Failing on quake.py with 0.12.2 #26

Open jerowe opened 9 years ago

jerowe commented 9 years ago

Running rampart 0.12.2

quake.py 0.3.5 kat 2.0.6 jellyfish 2.0.6

The command:

cd ${BASE_DIR}/rampart_out/1_mecq/quake/ecoli; quake.py -f ${BASE_DIR}/rampart_out/1_mecq/quake/ecoli/readsListFile.lst -k 17 -p 8 -q 33 2>&1; cd ${BASE_DIR}

Fails with this error:

terminate called after throwing an instance of 'jellyfish::fastq_seq_qual_parser::FastqSeqQualParserError'
  what():  Truncated input file
Error: Requires at least 2 arguments.
Usage: jellyfish merge [options] db:string+
Use --help for more information
Traceback (most recent call last):
  File "/share/apps/NYUAD/quake/gcc_4.9.1/0.3.5/bin/quake.py", line 324, in <module>
    main()
  File "/share/apps/NYUAD/quake/gcc_4.9.1/0.3.5/bin/quake.py", line 89, in main
    jellyfish(options.readsf, options.reads_listf, options.k, ctsf, quality_scale, options.hash_size, options.proc)
  File "/share/apps/NYUAD/quake/gcc_4.9.1/0.3.5/bin/quake.py", line 290, in jellyfish
    os.rename('%s.dbm_0' % output_pre, '%s.dbm' % output_pre)
OSError: [Errno 2] No such file or directory

Log File with --verbose looks like this:

2015-10-27 12:10:58 INFO  DefaultProcessService:146 - Running command in foreground [cd ${BASE_DIR}/rampart_out/1_mecq/quake/ecoli; quake.py -f ${BASE_DIR}/rampart_out/1_mecq/quake/ecoli/readsListFile.lst -k 17 -p 8 -q 33 2>&1; cd ${BASE_DIR}].
2015-10-27 12:12:28 DEBUG ProcessRunner:153 - Return code was '0' for [cd ${BASE_DIR}/rampart_out/1_mecq/quake/ecoli; quake.py -f ${BASE_DIR}/rampart_out/1_mecq/quake/ecoli/readsListFile.lst -k 17 -p 8 -q 33 2>&1; cd ${BASE_DIR}].  Redirecting stderr.

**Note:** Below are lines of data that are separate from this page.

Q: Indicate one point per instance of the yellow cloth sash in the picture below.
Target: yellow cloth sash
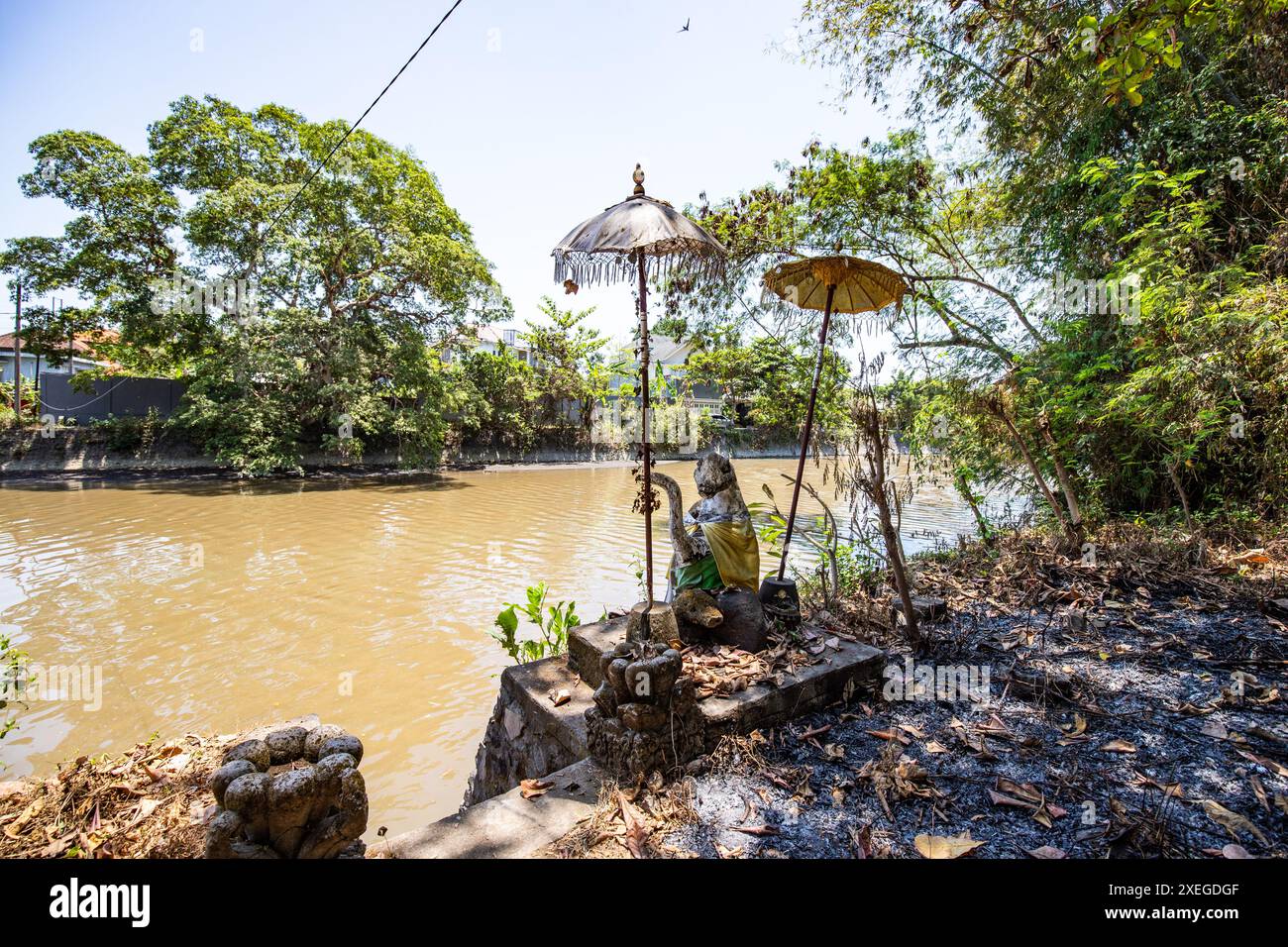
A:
(735, 551)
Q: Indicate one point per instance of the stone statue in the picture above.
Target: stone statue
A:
(645, 715)
(273, 806)
(715, 569)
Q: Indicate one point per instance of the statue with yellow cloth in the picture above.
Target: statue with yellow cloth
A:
(715, 570)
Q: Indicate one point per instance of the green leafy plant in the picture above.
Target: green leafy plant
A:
(553, 624)
(12, 671)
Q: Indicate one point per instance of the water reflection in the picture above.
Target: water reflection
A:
(214, 604)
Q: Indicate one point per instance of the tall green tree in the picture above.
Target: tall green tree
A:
(301, 318)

Why doesn't the output from quake.py reflect in the log file?

I am running rampart in an unscheduled environment. Is this one of those errors that would be fixed by running with PBS?

maplesond commented 9 years ago

Hi Jillian,

Not 100% sure about this one. It shouldn't have anything to do with running unscheduled, or with PBS. Sometimes quake will fail if the input data doesn't have enough coverage, however it should work fine on the example dataset and I think the error messages for that are different. A couple of things to try:

First, does quake.py run outside of RAMPART? If not check the quake installation guide. Second, I have quake 0.3.4 installed on my system. Maybe dropping to that version may help? If this does fix the issue I should make a bug fix my side.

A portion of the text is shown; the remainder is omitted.